El camarero, algo confundido, se fue al almacén a buscar algo que sabía no iba a encontrar. Dio un par de vueltas, movió un par de sacos y volvió a la barra para prepararle el café al señor. Se lo sirvió, callado, y esperó una reacción del cliente que nunca llegó. Después le preguntó lo que preguntaba a todos los demás, como si no hubiera pasado nada anodino.

—¿Algo de comer para acompañar el café?
—Sí, por favor. Un pan sin gluten con aceite y tomate. Y no olvide el recuerdo sin melancolía, si tiene.
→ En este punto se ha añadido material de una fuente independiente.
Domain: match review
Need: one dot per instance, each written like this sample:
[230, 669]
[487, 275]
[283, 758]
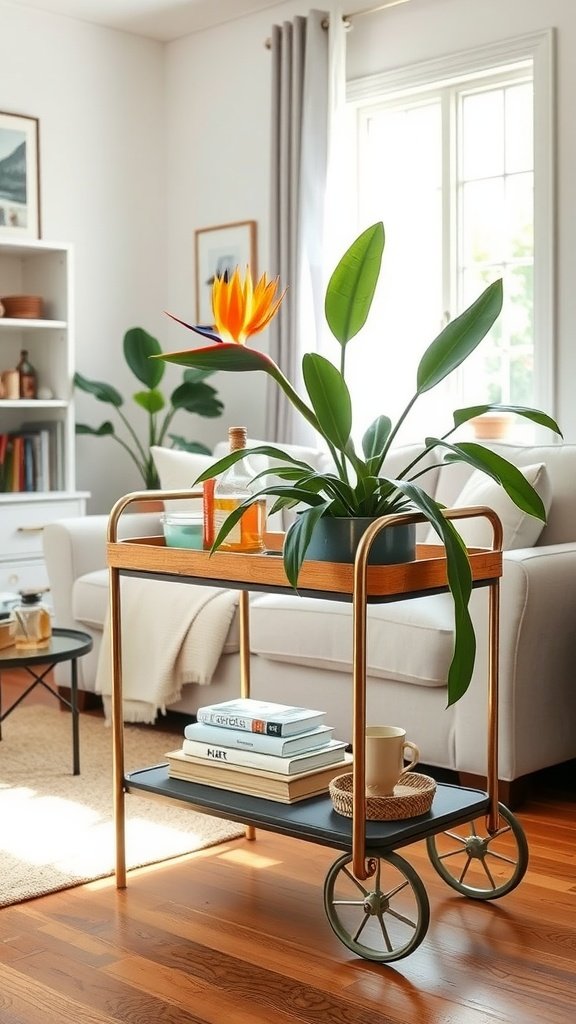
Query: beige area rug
[56, 829]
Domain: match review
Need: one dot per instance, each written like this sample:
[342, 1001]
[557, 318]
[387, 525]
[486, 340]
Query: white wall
[218, 133]
[142, 143]
[99, 97]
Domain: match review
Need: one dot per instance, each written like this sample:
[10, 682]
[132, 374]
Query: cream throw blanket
[172, 634]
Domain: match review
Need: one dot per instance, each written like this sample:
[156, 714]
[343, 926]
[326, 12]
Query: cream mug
[385, 751]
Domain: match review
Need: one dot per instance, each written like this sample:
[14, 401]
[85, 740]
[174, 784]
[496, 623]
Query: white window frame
[538, 48]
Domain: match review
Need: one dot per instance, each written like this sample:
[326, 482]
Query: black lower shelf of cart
[314, 819]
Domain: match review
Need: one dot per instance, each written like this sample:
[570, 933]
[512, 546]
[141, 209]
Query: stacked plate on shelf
[25, 306]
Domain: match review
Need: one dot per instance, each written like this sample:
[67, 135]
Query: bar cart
[374, 899]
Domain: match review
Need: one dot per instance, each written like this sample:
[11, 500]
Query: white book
[282, 745]
[331, 754]
[261, 716]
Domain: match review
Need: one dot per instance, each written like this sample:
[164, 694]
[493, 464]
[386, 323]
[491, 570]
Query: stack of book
[260, 749]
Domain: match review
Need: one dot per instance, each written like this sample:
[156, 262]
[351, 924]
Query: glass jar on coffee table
[65, 645]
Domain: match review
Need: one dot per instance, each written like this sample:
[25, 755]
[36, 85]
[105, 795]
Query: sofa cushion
[520, 528]
[411, 641]
[89, 598]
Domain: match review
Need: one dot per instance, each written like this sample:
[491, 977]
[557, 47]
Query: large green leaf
[138, 347]
[459, 338]
[297, 540]
[330, 397]
[153, 400]
[504, 472]
[238, 358]
[374, 440]
[463, 415]
[101, 391]
[353, 284]
[269, 450]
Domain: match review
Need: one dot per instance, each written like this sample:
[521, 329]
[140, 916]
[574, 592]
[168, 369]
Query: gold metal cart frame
[359, 583]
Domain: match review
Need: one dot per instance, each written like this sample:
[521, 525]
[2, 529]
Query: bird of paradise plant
[358, 486]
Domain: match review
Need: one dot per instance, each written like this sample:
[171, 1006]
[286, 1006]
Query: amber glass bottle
[28, 377]
[231, 489]
[34, 627]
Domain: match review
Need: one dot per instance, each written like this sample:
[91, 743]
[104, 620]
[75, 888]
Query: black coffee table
[66, 645]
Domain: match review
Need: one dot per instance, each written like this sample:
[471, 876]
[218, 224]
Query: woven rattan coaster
[412, 796]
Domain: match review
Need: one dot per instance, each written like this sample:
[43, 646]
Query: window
[447, 157]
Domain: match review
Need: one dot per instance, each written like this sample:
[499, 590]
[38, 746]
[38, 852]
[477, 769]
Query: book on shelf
[282, 745]
[261, 716]
[51, 436]
[252, 781]
[330, 754]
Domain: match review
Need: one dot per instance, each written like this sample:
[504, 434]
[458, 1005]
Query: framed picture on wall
[218, 251]
[19, 177]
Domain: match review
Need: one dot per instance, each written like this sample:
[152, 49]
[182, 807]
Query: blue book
[282, 745]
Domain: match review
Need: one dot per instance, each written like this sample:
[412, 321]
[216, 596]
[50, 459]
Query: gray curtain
[300, 70]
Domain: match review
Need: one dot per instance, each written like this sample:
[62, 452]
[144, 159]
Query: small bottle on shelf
[34, 627]
[230, 491]
[28, 377]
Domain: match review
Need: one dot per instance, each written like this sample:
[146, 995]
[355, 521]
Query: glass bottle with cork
[230, 491]
[33, 623]
[27, 376]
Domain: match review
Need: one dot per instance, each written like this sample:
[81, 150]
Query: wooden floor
[238, 933]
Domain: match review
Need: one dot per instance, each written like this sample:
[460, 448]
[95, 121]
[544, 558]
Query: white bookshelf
[46, 269]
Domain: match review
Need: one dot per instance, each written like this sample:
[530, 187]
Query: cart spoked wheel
[383, 918]
[478, 864]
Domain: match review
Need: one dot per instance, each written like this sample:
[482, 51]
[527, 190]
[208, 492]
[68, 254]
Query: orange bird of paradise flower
[241, 309]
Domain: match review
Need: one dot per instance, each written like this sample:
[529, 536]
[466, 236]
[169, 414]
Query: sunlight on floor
[248, 859]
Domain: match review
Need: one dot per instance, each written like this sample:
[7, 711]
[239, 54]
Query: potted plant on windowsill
[357, 486]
Ya no supo cómo reaccionar. Se dio la vuelta para poner el pan en la tostadora y esperó a que se calentara sin darse la vuelta. El hombre no hizo ningún ruido ni un solo ademán de inquietud. Solo esperaba. El camarero le sirvió sus tostadas e ignoró lo demás. Luego fue al baño, se lavó la cara y se miró al espejo un tiempo: ojos rojos, nariz torcida, frente arrugada, barba desaliñada… Era un esperpento. El pelo, sin embargo, brillaba entre rizos y curvas recogidas en un moño alto. Era moreno, de tez y de cabello, con ojos claros y verdes. Salió del baño lo más seguro que se puede estar de que no vivir un sueño. Y se encontró con el hombre de frente nada más entrar por la barra en el gran vestíbulo del bar.

—¡Solo una cosa le pido, por favor! ¡Escúcheme, solo una! Póngame ese recuerdo que le pido, solo uno, sin una gota de melancolía. Le pagaré lo que sea, pero permítame recordar tranquilo, sin sufrir. ¡Se lo pido de rodillas!
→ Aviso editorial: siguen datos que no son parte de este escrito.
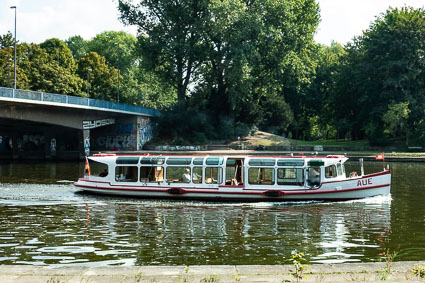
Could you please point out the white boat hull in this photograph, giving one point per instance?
(352, 188)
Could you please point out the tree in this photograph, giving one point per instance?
(385, 66)
(100, 79)
(46, 75)
(396, 118)
(118, 47)
(60, 53)
(170, 38)
(78, 46)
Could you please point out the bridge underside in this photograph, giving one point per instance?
(34, 131)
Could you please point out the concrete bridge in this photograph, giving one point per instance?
(45, 125)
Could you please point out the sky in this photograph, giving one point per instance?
(38, 20)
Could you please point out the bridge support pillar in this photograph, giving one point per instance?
(86, 142)
(50, 145)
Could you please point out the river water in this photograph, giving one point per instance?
(44, 220)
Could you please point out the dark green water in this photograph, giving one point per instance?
(45, 221)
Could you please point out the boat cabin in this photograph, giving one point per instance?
(218, 171)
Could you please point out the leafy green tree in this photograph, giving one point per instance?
(396, 118)
(60, 53)
(45, 74)
(6, 40)
(78, 46)
(170, 38)
(384, 66)
(100, 80)
(118, 48)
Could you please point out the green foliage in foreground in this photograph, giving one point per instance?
(224, 69)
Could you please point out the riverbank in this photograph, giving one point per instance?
(353, 155)
(351, 272)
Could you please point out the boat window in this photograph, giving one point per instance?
(98, 169)
(330, 171)
(126, 174)
(317, 163)
(127, 160)
(262, 162)
(234, 172)
(290, 176)
(215, 161)
(180, 174)
(261, 176)
(197, 175)
(340, 169)
(213, 175)
(179, 160)
(290, 162)
(152, 160)
(151, 174)
(314, 176)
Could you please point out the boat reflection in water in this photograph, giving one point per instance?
(262, 233)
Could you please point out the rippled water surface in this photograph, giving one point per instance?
(44, 220)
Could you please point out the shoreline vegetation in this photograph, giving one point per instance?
(407, 271)
(266, 143)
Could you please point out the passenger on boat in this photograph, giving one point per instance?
(104, 173)
(186, 176)
(314, 176)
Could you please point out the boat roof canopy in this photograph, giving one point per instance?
(296, 161)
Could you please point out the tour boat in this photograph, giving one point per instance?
(231, 178)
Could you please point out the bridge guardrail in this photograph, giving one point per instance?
(75, 100)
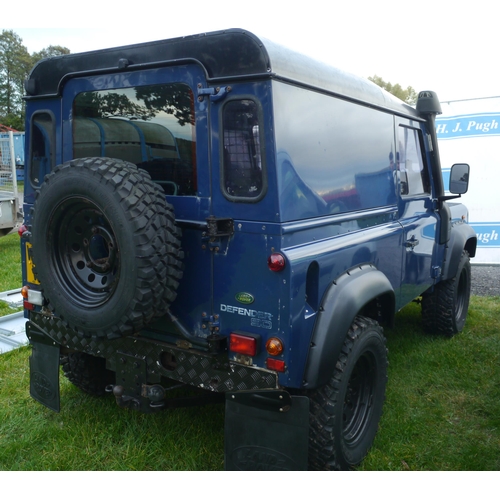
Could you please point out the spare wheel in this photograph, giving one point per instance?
(99, 245)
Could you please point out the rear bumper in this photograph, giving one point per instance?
(212, 372)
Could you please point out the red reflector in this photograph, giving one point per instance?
(28, 305)
(276, 262)
(242, 344)
(277, 365)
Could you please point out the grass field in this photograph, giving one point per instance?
(442, 408)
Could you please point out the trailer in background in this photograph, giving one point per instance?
(469, 132)
(10, 210)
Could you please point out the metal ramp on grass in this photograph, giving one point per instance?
(12, 326)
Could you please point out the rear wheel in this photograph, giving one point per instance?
(345, 413)
(444, 310)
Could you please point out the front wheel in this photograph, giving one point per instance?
(444, 310)
(345, 413)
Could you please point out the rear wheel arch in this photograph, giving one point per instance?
(362, 290)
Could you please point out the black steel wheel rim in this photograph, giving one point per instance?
(86, 254)
(358, 400)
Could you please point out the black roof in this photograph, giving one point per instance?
(224, 55)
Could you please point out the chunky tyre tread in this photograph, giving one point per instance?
(149, 235)
(327, 451)
(444, 310)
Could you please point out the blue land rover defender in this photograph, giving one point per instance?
(220, 212)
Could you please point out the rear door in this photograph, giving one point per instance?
(154, 119)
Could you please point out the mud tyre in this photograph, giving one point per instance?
(444, 310)
(87, 372)
(102, 248)
(345, 413)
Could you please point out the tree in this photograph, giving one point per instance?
(50, 51)
(408, 95)
(15, 63)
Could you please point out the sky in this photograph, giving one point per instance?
(450, 47)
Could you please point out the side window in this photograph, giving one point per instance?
(242, 176)
(41, 147)
(413, 172)
(151, 126)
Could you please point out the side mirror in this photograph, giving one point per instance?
(459, 178)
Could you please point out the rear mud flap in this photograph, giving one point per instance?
(44, 370)
(266, 430)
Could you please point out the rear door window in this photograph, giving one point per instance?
(152, 126)
(242, 176)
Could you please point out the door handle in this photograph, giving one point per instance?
(412, 242)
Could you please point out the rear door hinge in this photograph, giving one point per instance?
(215, 93)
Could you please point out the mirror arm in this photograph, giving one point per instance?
(446, 198)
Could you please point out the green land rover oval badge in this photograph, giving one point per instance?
(244, 298)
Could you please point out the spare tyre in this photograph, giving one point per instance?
(99, 245)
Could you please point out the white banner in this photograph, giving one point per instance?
(469, 132)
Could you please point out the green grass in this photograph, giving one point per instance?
(442, 408)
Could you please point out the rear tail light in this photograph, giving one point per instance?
(276, 262)
(274, 346)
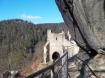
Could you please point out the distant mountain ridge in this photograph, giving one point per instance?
(22, 41)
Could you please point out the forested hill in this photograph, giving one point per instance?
(22, 41)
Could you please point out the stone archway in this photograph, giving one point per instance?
(55, 56)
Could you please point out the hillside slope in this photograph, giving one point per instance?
(21, 42)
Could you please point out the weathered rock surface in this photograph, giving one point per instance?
(89, 20)
(86, 22)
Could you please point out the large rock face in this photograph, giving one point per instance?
(86, 22)
(86, 17)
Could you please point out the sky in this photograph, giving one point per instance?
(36, 11)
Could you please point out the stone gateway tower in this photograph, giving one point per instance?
(56, 44)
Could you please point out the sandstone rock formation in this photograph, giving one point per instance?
(86, 18)
(86, 22)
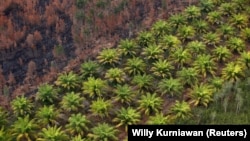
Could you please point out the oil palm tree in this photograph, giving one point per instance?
(52, 133)
(127, 116)
(171, 86)
(47, 94)
(162, 68)
(115, 75)
(204, 64)
(109, 56)
(47, 115)
(128, 47)
(135, 66)
(221, 54)
(188, 76)
(21, 106)
(158, 119)
(89, 69)
(103, 132)
(77, 124)
(124, 94)
(94, 87)
(150, 103)
(100, 107)
(68, 81)
(72, 102)
(143, 82)
(201, 94)
(23, 129)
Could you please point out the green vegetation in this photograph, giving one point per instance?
(183, 70)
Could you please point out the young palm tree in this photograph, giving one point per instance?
(188, 76)
(143, 82)
(100, 107)
(94, 87)
(47, 94)
(236, 44)
(68, 81)
(172, 87)
(89, 69)
(21, 106)
(221, 54)
(201, 94)
(115, 75)
(135, 66)
(128, 47)
(72, 101)
(109, 56)
(186, 32)
(158, 119)
(124, 94)
(239, 20)
(52, 133)
(127, 116)
(181, 110)
(162, 68)
(47, 115)
(77, 124)
(23, 129)
(181, 57)
(204, 64)
(192, 12)
(233, 72)
(150, 103)
(103, 132)
(145, 38)
(152, 52)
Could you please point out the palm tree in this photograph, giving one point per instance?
(100, 107)
(115, 75)
(47, 94)
(221, 54)
(127, 116)
(158, 119)
(124, 94)
(186, 32)
(181, 110)
(211, 39)
(143, 82)
(72, 101)
(128, 47)
(23, 129)
(21, 106)
(236, 44)
(94, 87)
(145, 38)
(204, 64)
(152, 52)
(103, 132)
(89, 69)
(109, 56)
(77, 124)
(53, 133)
(239, 20)
(171, 86)
(162, 68)
(150, 103)
(192, 12)
(188, 76)
(47, 115)
(181, 57)
(135, 66)
(232, 72)
(201, 94)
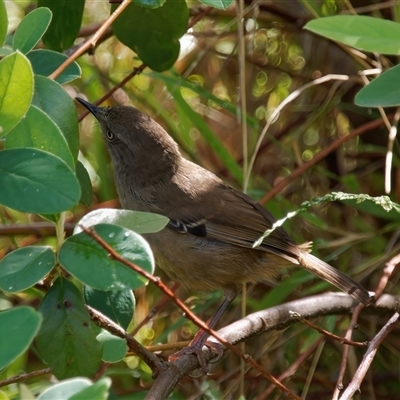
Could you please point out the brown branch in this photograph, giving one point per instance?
(188, 313)
(318, 157)
(275, 318)
(155, 363)
(293, 368)
(327, 333)
(355, 383)
(90, 43)
(346, 350)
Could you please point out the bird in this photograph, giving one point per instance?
(208, 242)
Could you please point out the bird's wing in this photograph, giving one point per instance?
(219, 212)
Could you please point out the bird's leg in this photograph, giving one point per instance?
(200, 339)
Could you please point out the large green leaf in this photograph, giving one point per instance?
(36, 182)
(66, 340)
(137, 221)
(45, 62)
(78, 389)
(89, 262)
(18, 328)
(31, 29)
(362, 32)
(39, 131)
(117, 305)
(50, 97)
(66, 22)
(24, 267)
(16, 89)
(114, 348)
(383, 91)
(3, 22)
(153, 33)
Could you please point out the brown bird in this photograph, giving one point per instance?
(208, 243)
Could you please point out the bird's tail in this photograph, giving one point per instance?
(334, 276)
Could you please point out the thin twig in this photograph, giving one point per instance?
(91, 43)
(369, 356)
(278, 109)
(293, 368)
(346, 349)
(327, 333)
(389, 153)
(24, 377)
(148, 357)
(320, 156)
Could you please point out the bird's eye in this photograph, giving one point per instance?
(110, 135)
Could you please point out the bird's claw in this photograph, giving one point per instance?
(197, 349)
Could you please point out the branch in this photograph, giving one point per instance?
(275, 318)
(369, 356)
(188, 313)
Y el hombre, efectivamente, se puso de rodillas para pedir aquel sinsentido a un camarero enfadado que lo miraba desde el otro lado de la barra.

—Verá, señor, eso que pide no lo hay ni aquí ni en ningún otro bar del mundo. Ni en ningún otro lugar del mundo. ¡No existe! Aquí solo se han hecho realidad las contradicciones más absurdas. ¡Así que deje de joder, maldita sea!

El cliente parecía algo decepcionado con la respuesta, pero no sorprendido. El camarero, que había gritado aquella frase como para protegerse, se arrepintió enseguida del tono que había utilizado. Cambió el enfado por una comprensión algo abatida de la locura de aquel pobre hombre y salió de la barra, se le acercó, y lo abarcó entre sus brazos mientras lo ayudaba a levantarse y recomponerse.

— Si alguna vez llega a encontrar lo que busca, por favor, avíseme. Seguiré aquí, en este bar, esperando a otro cliente como usted que me devuelva la fe en la vida.